The Customs House mentioned here is not the one that stands in Flinders Street today. The picture below, by Robert Russell in 1844, shows the brownstone Customs House described here. It is, nonetheless, one of the most impressive buildings in Melbourne.  It was replaced by a second Customs House from 1858 onwards.

Melbourne from the falls 1844

Melbourne From the Falls, Robert Russell 1844, SLV

The jail mentioned here is the Old Melbourne Jail, but it is not the bluestone cellblock that still stands today, which was commenced in 1853. Earlier buildings were demolished in the 1930s, so presumably the buildings described here would have been removed at that time.  The Eastern Hill watch-house described here, according to Robyn Annear’s Bearbrass was on the corner of what we know as Exhibition and Little Collins Street.  Its proximity to ‘Newtown’ (i.e. Fitzroy) would be along Exhibition Street.


Actually, this occurred on 6th June, but wasn’t reported for a few days.

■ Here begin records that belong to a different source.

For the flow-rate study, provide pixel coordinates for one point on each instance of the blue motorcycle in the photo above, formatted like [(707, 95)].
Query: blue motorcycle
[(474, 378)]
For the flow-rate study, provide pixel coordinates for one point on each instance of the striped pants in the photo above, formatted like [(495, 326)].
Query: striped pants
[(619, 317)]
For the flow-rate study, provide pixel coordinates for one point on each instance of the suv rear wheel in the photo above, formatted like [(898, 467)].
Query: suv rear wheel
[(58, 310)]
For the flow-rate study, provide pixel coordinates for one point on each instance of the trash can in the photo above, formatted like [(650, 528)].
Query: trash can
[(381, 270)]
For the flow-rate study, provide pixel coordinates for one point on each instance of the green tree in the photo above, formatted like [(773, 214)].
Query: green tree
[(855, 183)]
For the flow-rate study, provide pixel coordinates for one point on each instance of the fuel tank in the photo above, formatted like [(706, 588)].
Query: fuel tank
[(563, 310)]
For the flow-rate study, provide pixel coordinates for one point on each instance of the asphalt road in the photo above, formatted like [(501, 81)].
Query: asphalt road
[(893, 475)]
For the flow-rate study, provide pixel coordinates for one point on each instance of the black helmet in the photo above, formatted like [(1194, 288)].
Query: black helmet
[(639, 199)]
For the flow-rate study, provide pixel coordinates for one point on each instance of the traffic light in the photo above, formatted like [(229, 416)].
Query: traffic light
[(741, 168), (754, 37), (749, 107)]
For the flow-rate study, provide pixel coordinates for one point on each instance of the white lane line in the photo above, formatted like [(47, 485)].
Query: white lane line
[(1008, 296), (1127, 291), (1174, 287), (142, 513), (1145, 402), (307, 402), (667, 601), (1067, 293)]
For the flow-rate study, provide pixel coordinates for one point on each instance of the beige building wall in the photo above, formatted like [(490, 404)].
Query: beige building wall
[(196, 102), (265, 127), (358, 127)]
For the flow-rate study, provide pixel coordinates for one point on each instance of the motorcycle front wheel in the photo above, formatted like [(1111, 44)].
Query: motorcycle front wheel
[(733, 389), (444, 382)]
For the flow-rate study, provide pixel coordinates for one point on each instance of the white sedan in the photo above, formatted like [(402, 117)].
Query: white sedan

EARTHQUAKE: An Sunday last, during the hours of divine service, a rumbling noise was heard in the earth, supposed to be the fore-runner of an earthquake. In the Church it was distinctly heard, and the congregation alarmed; also, in several parts of the town, giving rise to various speculations. (PPH June 11)

It often strikes me that, for these early settlers, everything was still new.  Were earthquakes common?  They didn’t know.


A high of 18 (64F) and a low of 4 (40) for the week. Fresh breezes on 9th, 10 and 12th. Weather mostly dry but cloudy.